Fueled by news of Kevin Poulin's dislocated kneecap, the New York Islanders held open tryouts at Iceworks to find able-bodied goaltenders to finish their increasingly bizarre season.
Goalie-turned-GM Garth Snow personally oversaw the group of aspiring netminders, all of whom were required to sign a long complicated waiver before setting foot on Islanders property. Meanwhile, special advisor Scott Gordon took over a conference room to audition a variety of shamans, healers, voodoo priestesses, and exorcists to purge the team of "bad spiritual ju-ju."
"It's a process," Snow said when asked if he'd found anyone suitable to take the ice for the Isles. "You have to understand, you're not seeing guys who are generally used to playing in seven layers of styrofoam and bubblewrap. A couple of them seemed to have mobility issues."

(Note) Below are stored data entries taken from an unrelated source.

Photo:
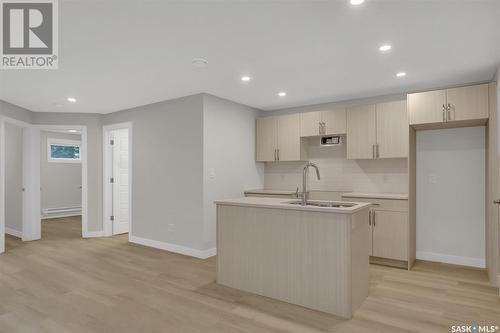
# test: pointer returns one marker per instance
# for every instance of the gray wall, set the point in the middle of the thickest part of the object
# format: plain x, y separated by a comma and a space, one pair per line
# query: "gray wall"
94, 156
60, 182
451, 195
167, 170
228, 156
13, 177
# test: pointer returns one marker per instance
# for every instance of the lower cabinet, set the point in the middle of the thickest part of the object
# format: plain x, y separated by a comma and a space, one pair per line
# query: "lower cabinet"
389, 230
390, 235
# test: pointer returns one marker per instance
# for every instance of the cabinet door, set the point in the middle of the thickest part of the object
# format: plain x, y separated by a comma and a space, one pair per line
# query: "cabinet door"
361, 132
467, 103
427, 107
266, 139
335, 121
370, 240
309, 123
390, 235
289, 138
392, 129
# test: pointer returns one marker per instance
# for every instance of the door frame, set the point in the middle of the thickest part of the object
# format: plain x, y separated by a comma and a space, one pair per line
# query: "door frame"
84, 141
31, 185
106, 159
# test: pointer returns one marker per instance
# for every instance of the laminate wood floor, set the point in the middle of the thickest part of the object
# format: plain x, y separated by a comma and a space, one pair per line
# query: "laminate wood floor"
64, 283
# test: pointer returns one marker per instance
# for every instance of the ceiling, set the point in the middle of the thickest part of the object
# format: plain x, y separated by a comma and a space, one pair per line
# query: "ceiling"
115, 54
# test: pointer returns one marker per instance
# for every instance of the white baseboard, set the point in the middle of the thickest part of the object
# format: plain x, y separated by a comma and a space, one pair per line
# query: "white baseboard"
13, 232
92, 234
188, 251
449, 259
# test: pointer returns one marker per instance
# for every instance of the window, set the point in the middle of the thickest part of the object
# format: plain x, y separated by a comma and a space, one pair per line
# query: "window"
66, 151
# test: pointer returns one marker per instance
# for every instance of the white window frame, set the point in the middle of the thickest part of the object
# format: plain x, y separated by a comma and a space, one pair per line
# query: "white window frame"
63, 142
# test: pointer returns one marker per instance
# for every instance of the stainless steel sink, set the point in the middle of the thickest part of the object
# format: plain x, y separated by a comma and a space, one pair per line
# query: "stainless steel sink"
332, 204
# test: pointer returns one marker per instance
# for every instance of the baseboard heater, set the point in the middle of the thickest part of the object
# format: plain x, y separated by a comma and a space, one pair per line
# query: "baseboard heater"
61, 212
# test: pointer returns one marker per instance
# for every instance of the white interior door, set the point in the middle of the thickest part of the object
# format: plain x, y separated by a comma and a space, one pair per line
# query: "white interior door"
120, 184
14, 184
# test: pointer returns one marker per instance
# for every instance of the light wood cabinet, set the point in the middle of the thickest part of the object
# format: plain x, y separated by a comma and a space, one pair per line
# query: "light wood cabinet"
392, 130
449, 105
266, 138
377, 131
390, 235
310, 123
323, 122
289, 147
361, 132
278, 139
427, 107
467, 103
389, 230
334, 121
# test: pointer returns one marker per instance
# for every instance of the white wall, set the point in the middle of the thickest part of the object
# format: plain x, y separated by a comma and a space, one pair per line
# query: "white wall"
229, 165
13, 178
451, 195
60, 182
338, 174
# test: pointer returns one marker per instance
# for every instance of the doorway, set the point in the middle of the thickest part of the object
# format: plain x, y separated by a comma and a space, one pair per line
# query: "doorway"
18, 183
117, 148
61, 168
61, 178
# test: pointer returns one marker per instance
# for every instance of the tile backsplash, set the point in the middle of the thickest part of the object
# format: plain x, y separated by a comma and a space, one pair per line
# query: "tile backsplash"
338, 174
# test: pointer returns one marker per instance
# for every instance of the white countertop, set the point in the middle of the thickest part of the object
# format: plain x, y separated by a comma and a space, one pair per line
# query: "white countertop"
283, 203
272, 192
395, 196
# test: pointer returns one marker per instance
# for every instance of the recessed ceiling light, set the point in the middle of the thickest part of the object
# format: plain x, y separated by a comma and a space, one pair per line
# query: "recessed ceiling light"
199, 62
385, 47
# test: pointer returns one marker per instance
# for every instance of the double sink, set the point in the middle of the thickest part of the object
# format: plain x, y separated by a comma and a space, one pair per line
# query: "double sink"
330, 204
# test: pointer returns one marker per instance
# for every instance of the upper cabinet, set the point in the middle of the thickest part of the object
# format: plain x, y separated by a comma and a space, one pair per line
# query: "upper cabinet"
449, 105
467, 103
323, 122
278, 139
392, 130
361, 132
377, 131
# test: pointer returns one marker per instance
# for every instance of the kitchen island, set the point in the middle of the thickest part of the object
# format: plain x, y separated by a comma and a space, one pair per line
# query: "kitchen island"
314, 256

This may have been a reference to one player who was so heavily cushioned that he spent most of the session wailing, "I CAN'T PUT MY ARMS DOWN!"
One aspiring goalkeeper did stand out during the three-hour session:
Head Coach Jack Capuano praised the young man, noting that once his machete was replaced by a hockey stick, he was solid in net. "His mobility wasn't so great," Capuano admitted, "but I liked his rebound control, and the kid's indestructible. Someone lost an edge and plowed him by mistake; they took him to the trainer's room, but all of a sudden he was marching down the ice again. He came from an entirely different part of the arena - just popped up from nowhere."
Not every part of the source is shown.